Ear, nose and throat specialist Dr. Stephen Seldon switched entirely to cosmetic procedures about seven years ago - opening a new practice called A New You that is managed by his wife, Deborah. Because he is a surgeon, Seldon performs face-lifts in addition to cosmetic procedures like photo facials - which use pulsating light and radio waves to stimulate collagen and reduce wrinkles - as well as hair and mole removal and skin peels.

Deborah Seldon said her husband prefers cosmetic surgery over his ENT practice, in part because he's no longer on call or facing malpractice risks - and because his income has increased by half.

The shift of doctors to cosmetic procedures is creating tension among physicians. Dr. Phil Haeck of Seattle, a director of the American Society of Plastic Surgeons, said that with the flood of new anti-wrinkle injectables, some doctors are trying to cash in on the trend, even if they're not highly trained to perform such procedures.

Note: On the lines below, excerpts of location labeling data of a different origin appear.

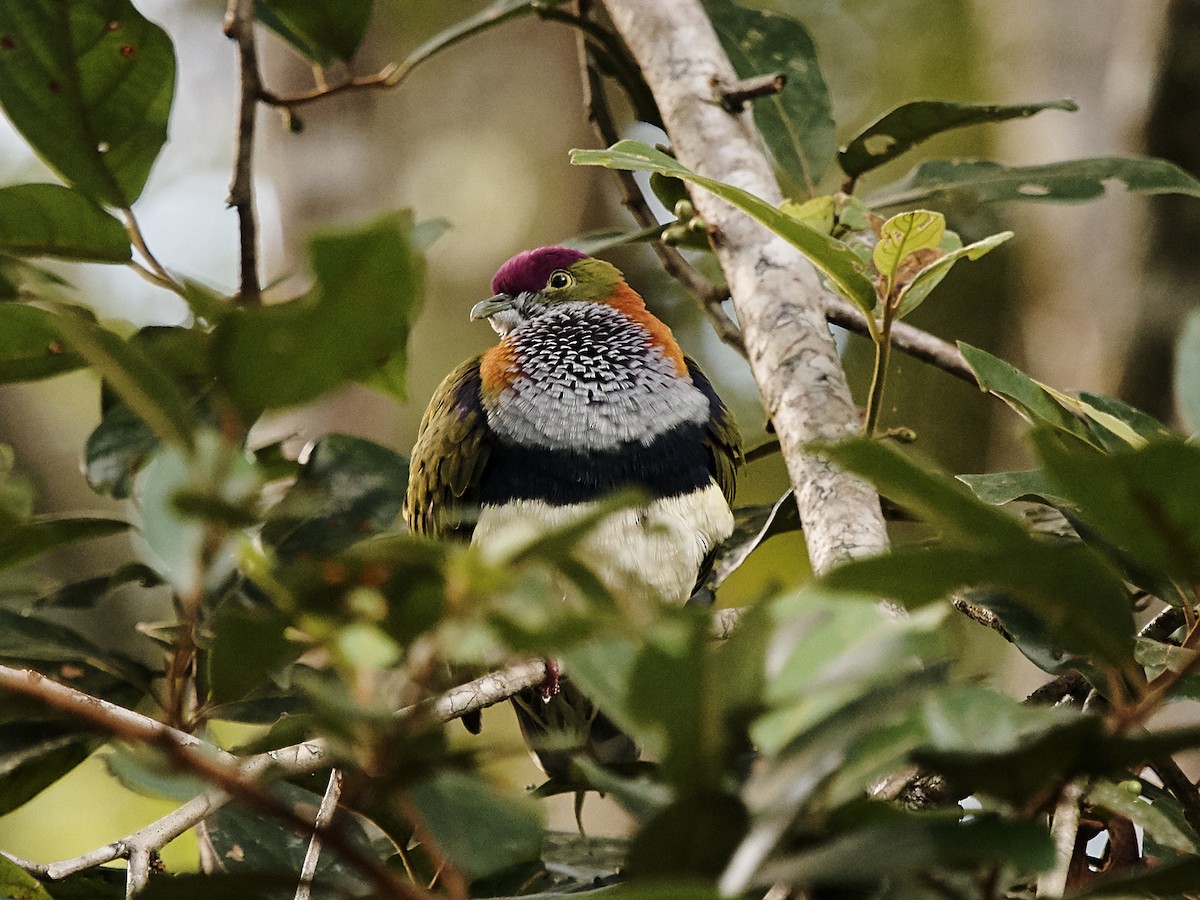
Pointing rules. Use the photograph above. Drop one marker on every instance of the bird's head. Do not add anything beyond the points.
(537, 281)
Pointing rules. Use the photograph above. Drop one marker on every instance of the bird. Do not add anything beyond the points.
(586, 393)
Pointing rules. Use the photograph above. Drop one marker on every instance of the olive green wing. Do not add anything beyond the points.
(453, 447)
(724, 439)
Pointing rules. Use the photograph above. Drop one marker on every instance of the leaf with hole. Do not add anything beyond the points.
(1029, 399)
(89, 85)
(901, 129)
(831, 256)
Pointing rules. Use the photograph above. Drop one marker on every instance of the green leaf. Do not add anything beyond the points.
(904, 234)
(36, 754)
(247, 841)
(18, 885)
(930, 496)
(354, 322)
(1120, 426)
(87, 593)
(1030, 399)
(598, 241)
(117, 449)
(1116, 798)
(30, 540)
(241, 885)
(1042, 760)
(1001, 487)
(347, 490)
(54, 221)
(89, 85)
(132, 376)
(1069, 588)
(901, 129)
(1187, 373)
(796, 124)
(832, 257)
(816, 213)
(247, 646)
(178, 537)
(691, 838)
(1145, 502)
(753, 527)
(479, 831)
(323, 31)
(912, 845)
(1072, 181)
(822, 639)
(99, 883)
(1169, 880)
(915, 292)
(30, 347)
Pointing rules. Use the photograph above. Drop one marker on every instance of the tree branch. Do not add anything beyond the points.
(300, 759)
(775, 291)
(239, 27)
(709, 297)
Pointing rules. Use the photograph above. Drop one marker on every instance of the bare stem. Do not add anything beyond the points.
(709, 297)
(295, 760)
(385, 77)
(239, 27)
(324, 816)
(154, 270)
(879, 377)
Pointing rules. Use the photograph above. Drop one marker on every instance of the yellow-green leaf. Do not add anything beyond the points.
(904, 234)
(915, 292)
(832, 257)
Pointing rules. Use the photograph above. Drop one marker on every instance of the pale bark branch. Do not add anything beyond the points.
(775, 291)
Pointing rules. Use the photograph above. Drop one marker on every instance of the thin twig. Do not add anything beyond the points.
(385, 77)
(905, 337)
(709, 297)
(239, 27)
(154, 270)
(1065, 831)
(139, 870)
(324, 816)
(733, 97)
(285, 762)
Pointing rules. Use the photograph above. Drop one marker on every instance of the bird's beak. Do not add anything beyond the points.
(492, 305)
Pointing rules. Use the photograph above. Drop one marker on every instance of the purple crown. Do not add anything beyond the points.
(527, 273)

"If you had a license to fly a small plane, does that mean you can get behind the wheel of a 747?" Haeck said. "While much of this is safe, some procedures can have serious side effects if not done properly."

A bigger concern for consumers is that many of the "medi-spas" - companies that blend salon and medical aesthetic procedures - do not have doctors performing the procedures, Haeck said. Patients must do their homework, he said.

Dr. William Zamboni, a Las Vegas plastic surgeon, said it's probably OK for physicians to perform minor cosmetic procedures, but face-lifts and the other more serious procedures should be performed by specialists.

Dr. Don Havens, executive director of the Clark County Medical Society, said he doesn't think doctors doing aesthetic procedures will further exacerbate the Las Vegas physician shortage. He said most of the doctors are only adding the procedures to their practice.

It's consumers who are driving the whole movement. Mogler says that in Las Vegas, the anti-aging procedures are becoming part of a person's ongoing grooming, like haircuts and manicures.

"People just want to look better," Mogler said. "They don't want to look 80 when they're 80. They want to look 60."

So today, Mogler - who started her career in medicine to treat children - says her typical patient is over 55.